There's no use building the perfect wireless communications solution if your facilities manager isn't prepared to support and maintain it. To attract, identify and hire the best fit for your business, you’ll need to craft a facilities manager job description with the right amount of detail about the technology and processes you need the person to be familiar with, and the skills you need them to have.When it comes to crafting the perfect facilities manager job description, keep these pointers in mind:
1. Clearly articulate what technology is at the heart of your business.
You need your new facilities manager to hit the ground running, and the more expertise they have with the kinds of technology, software and communications equipment you rely on, or are interested in buying, the faster the onboarding process will go.
When it comes to making sure your needs will be met, you can’t be too prescriptive: If you’re using a two-way radios solution, name your chosen brand and relevant system specifications and ask for experience with that brand and type of system. If you’ve invested in facility management software that’s working well for your team, mention that, too.
It isn’t enough to say the candidate needs to have “IT skills” or be “tech savvy” if you’re going to count on them to help choose and maintain your new Wi-Fi solution or help oversee the installation of your new bi-directional amplifiers.

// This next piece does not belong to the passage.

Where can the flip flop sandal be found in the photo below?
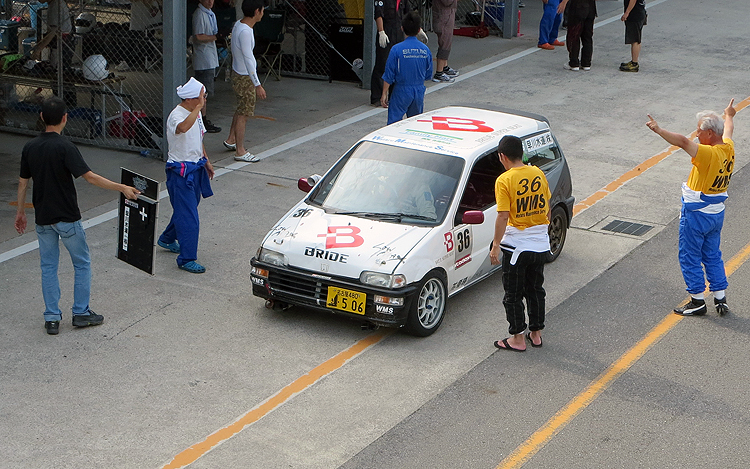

2. Paint a concise but detailed picture of what the facilities manager’s portfolio covers.
Include details such as the kind of buildings involved – is it a data center or a hospital campus? – and list how many buildings the position is responsible for and the total square footage. The more information you offer in the description, the more likely you are to draw in candidates who have experience with similar footprints.
3. List all of the systems that the position is responsible for overseeing and maintaining.
Facilities manager job duties vary widely from sector to sector and facility to facility. Make a full list of each system that your facilities manager will have responsibility for, including HVAC, electrical, plumbing and ventilation, including the name brands of any special software you use.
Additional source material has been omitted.